2020年08月05日

3833話 記憶へのスイッチ


 市街地をうろついていると、妙なものに出くわす。それは岸和田にとっての話で、他の人にとっては何でもないものだろう。
 岸和田の古い記憶にアクセスするようなもの。これは個人的なことで、そういった記憶があったとしても、特別なものでなければ、さっとスルーするどころか、見向きもしないだろう。意識にも上がらない、町並み一般。
 岸和田は、そういったきっかけになるようなものを発見するのが好きだ。これはスイッチになる。そのため、どんなにつまらないものでも、一応は見る。ほとんど何の反応も起こらないが、複数集まると起動することもある。
 記憶へのスイッチ。それが押された場合でも、日常に大した変化は起こらないが、一寸した過去のおさらい。復習だ。復讐を思い出すと怖いが、そんな復讐心など起こすようなことなら、普段から気に掛けているだろう。そして復讐を企てるというようなことは大時代の話。今なら、一寸した仕返し程度だろう。殺すまでのことではない。
 あちらこちらで殺し合いが演じられた大時代なら別だが、そこまできつい仕返しはないだろう。絶無ではないが。
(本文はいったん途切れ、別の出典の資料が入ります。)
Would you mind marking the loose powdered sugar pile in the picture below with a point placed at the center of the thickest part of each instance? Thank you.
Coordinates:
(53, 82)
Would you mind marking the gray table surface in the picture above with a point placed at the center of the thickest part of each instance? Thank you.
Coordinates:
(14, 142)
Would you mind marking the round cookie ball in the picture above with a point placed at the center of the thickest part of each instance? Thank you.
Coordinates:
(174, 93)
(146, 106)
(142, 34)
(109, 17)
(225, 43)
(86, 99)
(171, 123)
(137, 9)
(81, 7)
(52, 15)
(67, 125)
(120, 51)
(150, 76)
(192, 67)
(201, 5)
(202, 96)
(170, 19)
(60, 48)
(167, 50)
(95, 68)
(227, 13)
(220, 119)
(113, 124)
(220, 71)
 過去の復習。それは悔やまれることもあるので、あまり思い出したくない。都合の悪いことは忘れる。記憶から消す。しかし、完全には消えない。それが何らかのスイッチで、思い出してしまうことがある。
 だから、市街地をうろうろしながら、急に顔が青ざめた馬になることもある。余計なスイッチが入ってしまい、余計なことを思い出すためだ。それはまだ今も生きており、休火山であっても、活動を始めるかもしれない。
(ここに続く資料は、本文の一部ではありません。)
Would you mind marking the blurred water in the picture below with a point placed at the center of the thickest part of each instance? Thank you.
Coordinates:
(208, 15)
 逆に、いいことのスイッチが入ることもある。忘れていたいいことで、それを思い出したとき、拾いものをしたようなもの。
 市街地をうろつく。何でもないことだが、用事がないのに移動する。ここが大事で、他に用がないので、注意深くスイッチを見付けようとする。集中力が違うので、見付かる可能性も高い。これは釣りだ。
 ふとしたことで思い出す。と言うこともあるが、その「ふと」にも何らかのスイッチがある。気付かないうちに押していたりする。
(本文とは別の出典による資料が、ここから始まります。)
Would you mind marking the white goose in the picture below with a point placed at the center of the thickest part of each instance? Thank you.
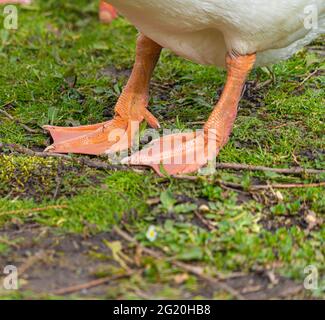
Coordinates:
(236, 34)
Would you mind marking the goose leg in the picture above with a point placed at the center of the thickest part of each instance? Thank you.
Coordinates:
(188, 152)
(131, 109)
(107, 13)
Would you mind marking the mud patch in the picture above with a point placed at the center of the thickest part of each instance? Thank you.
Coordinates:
(49, 261)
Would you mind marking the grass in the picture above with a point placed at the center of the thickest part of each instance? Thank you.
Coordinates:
(62, 67)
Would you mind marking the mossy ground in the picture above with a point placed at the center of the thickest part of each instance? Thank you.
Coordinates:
(62, 67)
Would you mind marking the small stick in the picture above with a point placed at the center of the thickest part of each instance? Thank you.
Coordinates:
(205, 222)
(258, 187)
(197, 271)
(82, 161)
(32, 210)
(287, 186)
(10, 117)
(90, 284)
(104, 166)
(247, 167)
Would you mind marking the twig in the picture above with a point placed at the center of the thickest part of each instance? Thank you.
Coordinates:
(197, 271)
(247, 167)
(10, 117)
(90, 284)
(287, 186)
(205, 222)
(105, 166)
(257, 187)
(30, 261)
(32, 210)
(82, 161)
(307, 78)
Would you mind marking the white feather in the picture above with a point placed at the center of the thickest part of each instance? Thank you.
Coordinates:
(204, 31)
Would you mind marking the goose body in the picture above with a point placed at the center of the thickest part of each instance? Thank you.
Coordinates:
(237, 34)
(203, 31)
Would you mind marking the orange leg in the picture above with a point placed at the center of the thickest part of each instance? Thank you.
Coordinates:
(131, 109)
(107, 13)
(188, 152)
(15, 1)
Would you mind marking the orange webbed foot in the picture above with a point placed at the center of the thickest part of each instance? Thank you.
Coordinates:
(175, 154)
(104, 138)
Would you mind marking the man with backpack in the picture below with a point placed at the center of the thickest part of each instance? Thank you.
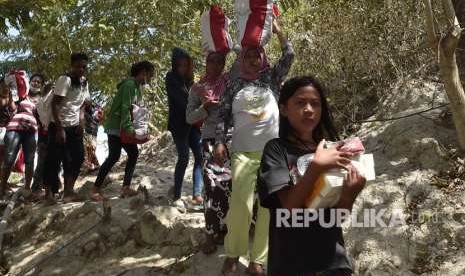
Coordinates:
(65, 130)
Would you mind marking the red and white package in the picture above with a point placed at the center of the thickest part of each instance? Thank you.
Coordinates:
(255, 21)
(353, 145)
(215, 31)
(18, 82)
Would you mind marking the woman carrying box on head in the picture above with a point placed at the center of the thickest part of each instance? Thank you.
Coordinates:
(251, 103)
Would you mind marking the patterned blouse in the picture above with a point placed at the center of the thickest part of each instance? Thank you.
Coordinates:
(271, 79)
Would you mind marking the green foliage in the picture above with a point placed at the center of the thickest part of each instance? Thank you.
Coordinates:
(357, 48)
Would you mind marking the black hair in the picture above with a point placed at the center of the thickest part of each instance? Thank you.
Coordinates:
(138, 67)
(40, 76)
(78, 57)
(325, 126)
 岸和田がうろつくのは「ふと」に頼らないで、積極的に「ふと」を探す。しかし、そのほとんどは視覚的なこと。
 それとは別に、市街地の風景ではなく、別のことを思ったり、考えているとき、「ふと」が来る。おまけのようなもの、連想だろう。
 そういうのがごちゃ混ぜになりながら、岸和田は市街地をうろつく。果たしてそれが意味のあることなのか、役立つことなのかは、岸和田にも分からないが、頭の中が攪拌され、気持ちよく酔えることもある。車酔いではない。